Asset Allocation of SBI Debt Hybrid Fund
The following is the Asset Class-Wise Investment Breakup of SBI Debt Hybrid Fund as of January 31, 2019:
Asset Class | Portfolio Allocation (% of total assets) |
Equity | 24.69% |
Sovereign debt instruments | 16.81% |
AAA rated debt instruments | 31.20% |
AA+/AA rated debt instruments | 22.88% |
Below AA rated debt instruments | 12.88% |
Cash/Cash Equivalent Instruments/Short Term Debt | 7.95% |
*All data as of January 31, 2019.
SBI Debt Hybrid Fund is a relatively aggressive fund as it is mandated to invest between 10%-25% of its assets in equity and equity related instruments and has chosen to stay at the higher end of the bar. The scheme has invested 24.69% of its assets in equities which carry relatively higher market risk and are capable of giving potentially higher returns. A majority of the scheme’s debt portfolio features credit-worthy debt instruments. The scheme has invested around 16.81% of its assets in sovereign debt instruments and another 31.20% in AAA rated debt securities. Both sovereign and AAA rated debt instruments carry the least amount of credit default risk. Another 22.88% of the scheme’s assets are invested in AA+/AA rated debt instruments. The scheme has invested just 12.88% of its assets in AA rated debt securities. The scheme has further hedged its overall portfolio risk by holding around 7.95% of its assets in cash and cash-equivalent instruments. The scheme’s asset allocation across asset classes reflects that it is a low-risk carrying hybrid scheme.

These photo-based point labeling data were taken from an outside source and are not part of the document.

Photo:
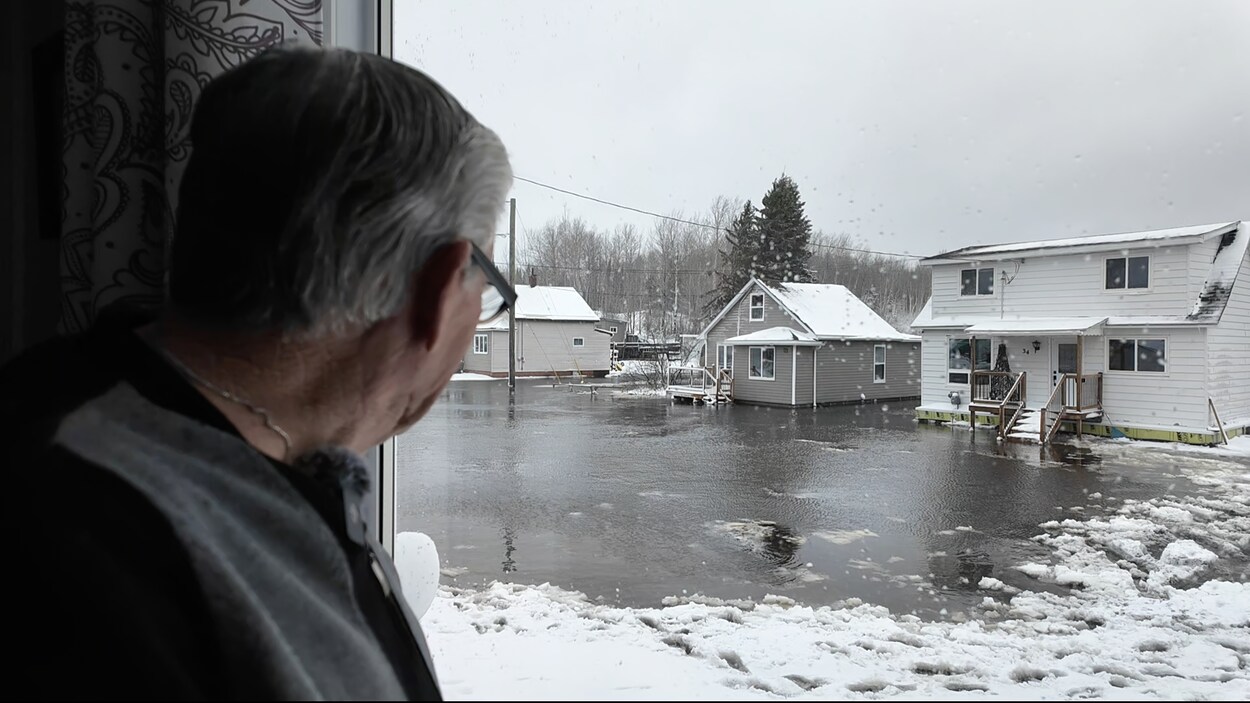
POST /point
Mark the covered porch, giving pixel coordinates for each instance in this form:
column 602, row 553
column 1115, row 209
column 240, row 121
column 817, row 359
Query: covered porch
column 1041, row 383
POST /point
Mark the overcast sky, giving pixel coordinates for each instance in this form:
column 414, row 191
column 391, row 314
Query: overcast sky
column 914, row 126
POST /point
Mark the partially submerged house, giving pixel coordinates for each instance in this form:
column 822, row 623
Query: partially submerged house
column 800, row 344
column 1140, row 334
column 556, row 334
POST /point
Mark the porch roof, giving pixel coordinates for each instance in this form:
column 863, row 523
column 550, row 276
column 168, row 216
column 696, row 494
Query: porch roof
column 1034, row 327
column 775, row 335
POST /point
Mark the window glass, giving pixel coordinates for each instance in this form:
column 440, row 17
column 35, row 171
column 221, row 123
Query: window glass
column 1115, row 273
column 968, row 282
column 1139, row 272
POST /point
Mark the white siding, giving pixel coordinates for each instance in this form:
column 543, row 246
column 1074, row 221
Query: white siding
column 845, row 372
column 775, row 392
column 738, row 322
column 1229, row 354
column 1174, row 398
column 1074, row 284
column 1200, row 258
column 933, row 370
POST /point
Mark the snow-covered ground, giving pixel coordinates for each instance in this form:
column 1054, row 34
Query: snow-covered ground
column 635, row 368
column 1159, row 608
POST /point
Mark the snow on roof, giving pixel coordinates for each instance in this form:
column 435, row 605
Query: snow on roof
column 833, row 312
column 926, row 319
column 548, row 303
column 1038, row 325
column 785, row 335
column 1218, row 287
column 1101, row 239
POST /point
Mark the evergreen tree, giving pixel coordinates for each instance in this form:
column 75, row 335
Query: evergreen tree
column 785, row 235
column 739, row 263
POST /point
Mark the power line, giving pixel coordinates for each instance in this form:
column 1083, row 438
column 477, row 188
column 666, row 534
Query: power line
column 618, row 204
column 630, row 208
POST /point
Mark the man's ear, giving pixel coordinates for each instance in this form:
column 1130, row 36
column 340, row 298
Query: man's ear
column 433, row 288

The following is a list of the top sectors that the equity portion of the SBI Debt Hybrid Fund is invested in as of January 31, 2019:
Investment Sector | % of Assets Allocated |
Financial Services | 45.52% |
Energy | 12.59% |
Services | 6.97% |
Metals | 6.35% |
Consumer Goods | 5.22% |
*Data as of January 31, 2019.
SBI Debt Hybrid Fund maintains its aggressive approach in allocation of its assets across sectors as well. This scheme from SBI Mutual Fund has invested more than half of its assets in consumption-driven sectors in its portfolio than defensive sectors. The top 5 sector holdings of the scheme’s equity portion are Financial Services (45.52%), Energy (12.59%), Services (6.97%), Metals (6.35%) and Consumer Goods (5.22%) as of January, 2019. Out of these 5 sectors, 4 are cyclical sectors and just 1 (Services) is defensive.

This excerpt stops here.